María Faría, appointed ambassador to Costa Rica by Juan Guaidó, Venezuela’s self-proclaimed interim president, left the embassy Thursday at the request of the Costa Rican government, the Foreign Ministry announced.
Faría had taken possession of the embassy on Wednesday.
“Faría pledged to abandon today the Embassy’s headquarters, along with her advisors, in compliance with an express request made by Foreign Minister Manuel E. Ventura,” read a statement from the Foreign Ministry published after a meeting between the two.
During the conversation with Ventura, “Faría apologized to the president of the republic, Carlos Alvarado, and to the people of Costa Rica” for having taken possession of the premises without waiting for the expiration of the “diplomatic term of 60 days given by Costa Rica to the government officials of Nicolás Maduro to leave the country. ”

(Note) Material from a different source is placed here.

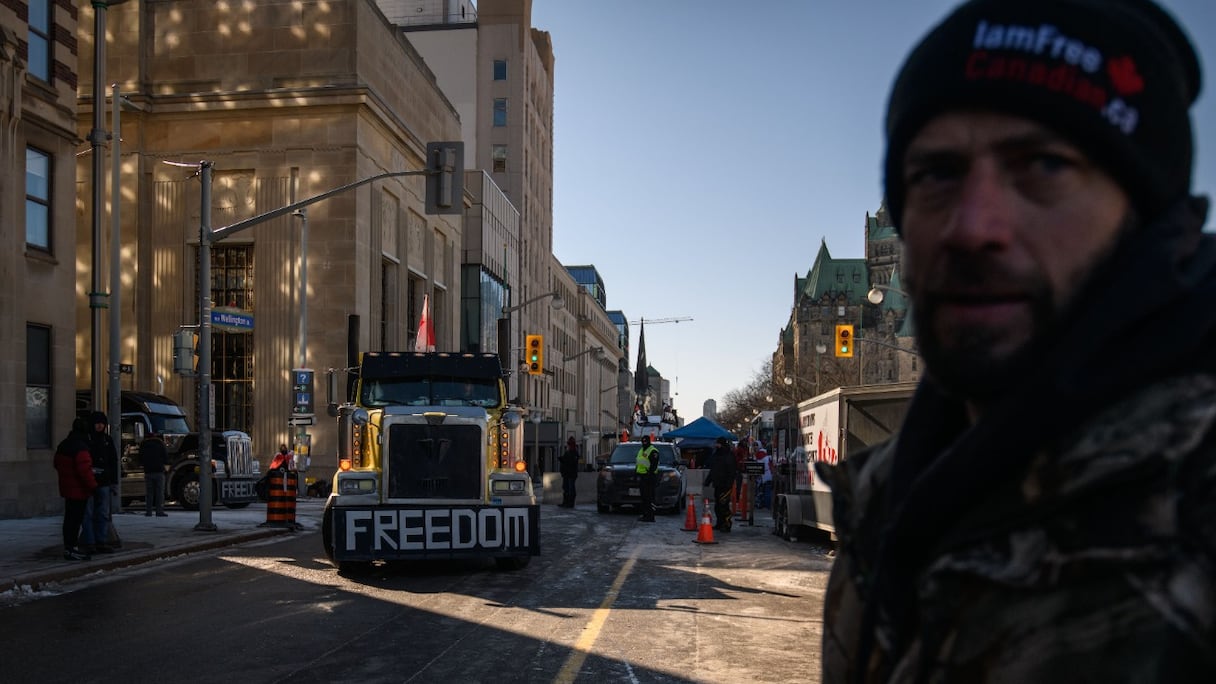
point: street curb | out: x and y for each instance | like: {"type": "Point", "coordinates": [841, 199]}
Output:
{"type": "Point", "coordinates": [39, 579]}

Faría had entered the diplomatic headquarters on Wednesday morning. Approximately 100 opponents of the Venezuelan government had gathered in front of the premises and prevented access to the three representatives of the Maduro government who are still in office in Costa Rican territory.
Costa Rica is among some 50 other countries that recognize the authority of Juan Guaidó.
Last week, President Alvarado accepted the credentials presented by Faría but granted Maduro’s representatives 60 calendar days — or until April 15 — to leave the country.
Editor’s note: The U.S. Department of State provides a good summary of international relations between an embassy and its host country. It has been lightly modified below:
An embassy is the headquarters for Government representatives serving in a foreign country.
While the host government is responsible for the security of diplomats and the area around an embassy, the embassy itself belongs to the country it represents. Representatives of the host country cannot enter an embassy without permission — even to put out a fire — and an attack on an embassy is considered an attack on the country it represents.